Greg Boswell, Callum Johnson and Hamish Frost pulled off a notable repeat on November 25 when they made the second ascent of Curly’s Arete on Number Three Gully Buttress on Ben Nevis. This steep VIII,8 follows the right edge of the great Knuckleduster corner and was first climbed Ian Parnell and Sean Isaac from Canada during the 2007 International Winter Meet. Although it is not a summer rock route, the route style is very much snowed up rock climbing, and was an inspired choice for the thin early winter season conditions we are experiencing just now.
“Yeah it was cool to see this area looking wintry,” Greg told me. “It’s always good to give the Number Three area a sniff when the freezing level is hovering around 900-1300m. We climbed in a three with Callum, Hamish and I swinging leads throughout.
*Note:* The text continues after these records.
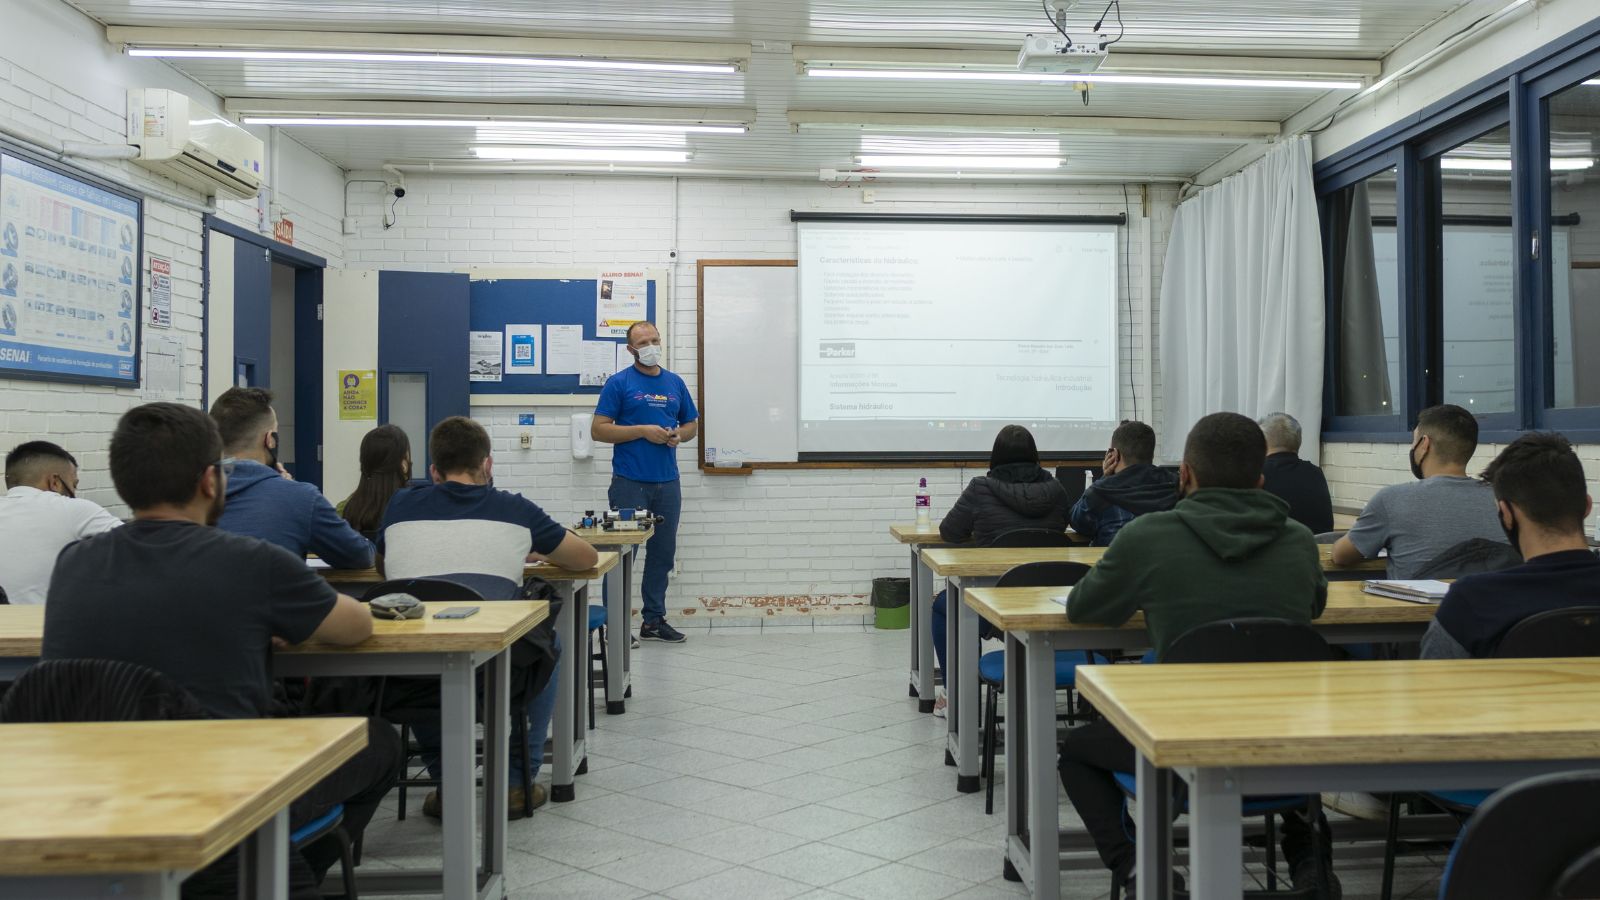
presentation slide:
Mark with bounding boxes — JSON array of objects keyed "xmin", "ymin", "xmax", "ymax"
[
  {"xmin": 797, "ymin": 220, "xmax": 1119, "ymax": 455},
  {"xmin": 0, "ymin": 153, "xmax": 140, "ymax": 384}
]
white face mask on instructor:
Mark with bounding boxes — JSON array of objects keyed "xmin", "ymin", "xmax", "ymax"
[{"xmin": 634, "ymin": 344, "xmax": 664, "ymax": 368}]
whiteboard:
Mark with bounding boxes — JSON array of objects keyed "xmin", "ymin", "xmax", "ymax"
[{"xmin": 699, "ymin": 262, "xmax": 798, "ymax": 464}]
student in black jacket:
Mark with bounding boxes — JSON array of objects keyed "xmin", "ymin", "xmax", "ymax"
[
  {"xmin": 1258, "ymin": 412, "xmax": 1334, "ymax": 535},
  {"xmin": 1069, "ymin": 421, "xmax": 1178, "ymax": 546},
  {"xmin": 929, "ymin": 425, "xmax": 1070, "ymax": 714}
]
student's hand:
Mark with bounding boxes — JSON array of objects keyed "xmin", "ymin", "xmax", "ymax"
[
  {"xmin": 271, "ymin": 636, "xmax": 291, "ymax": 650},
  {"xmin": 276, "ymin": 463, "xmax": 294, "ymax": 480},
  {"xmin": 639, "ymin": 425, "xmax": 673, "ymax": 445}
]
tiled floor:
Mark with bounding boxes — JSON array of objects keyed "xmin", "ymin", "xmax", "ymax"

I’d been thinking of climbing this section of wall since I did Tomahawk Crack back in 2012. I messaged Ian Parnell at the time to roughly see what the deal was, and I’ve been keeping it in the back of my mind ever since for an occasion just like this. When the conditions are limited, this wall really holds onto the whiteness and gives some awesome sport. We basically just followed our noses and took the obvious cracks through the original steepness then direct up the face following the right side of the arête. Some thin and involved climbing throughout with adequate but not super easily won gear made for an awesome early season route to get us dialled-in straight off the mark.”
As is so often the case, local knowledge was key to the ascent. “Greg’s superb knowledge of the crag led us to choosing the route,” Callum observed. “Although if he hadn’t already climbed all of the other routes(!) anything on the Sioux Wall face would have been a good option on Wednesday). Snowed-up rock was all it needed, and anything that avoided turf or loose blocks. It was a good route, and as Greg says, we followed our noses up the right-hand side of the arete, linking up some thin discontinuous cracks. There were some delicate thin moves on pitch 2 and then a long third pitch with a bit of everything.”
Making the best of the available conditions, Greg, Callum and Hamish made an ascent of the modern classic Babylon (VII,7) the follow day. This is another route which is suited to snowed up rock conditions. Curly’s Arete was named after New Zealand climber Karen ‘Curly’ McNeill who disappeared on the Infinite Spur on Mount Foraker in Alaska in 2006.
I always thought Curly’s Arete was a winter version of the HVS Last Stand, gaining the arete from Souix Wall rather than direct from below, as done in summer.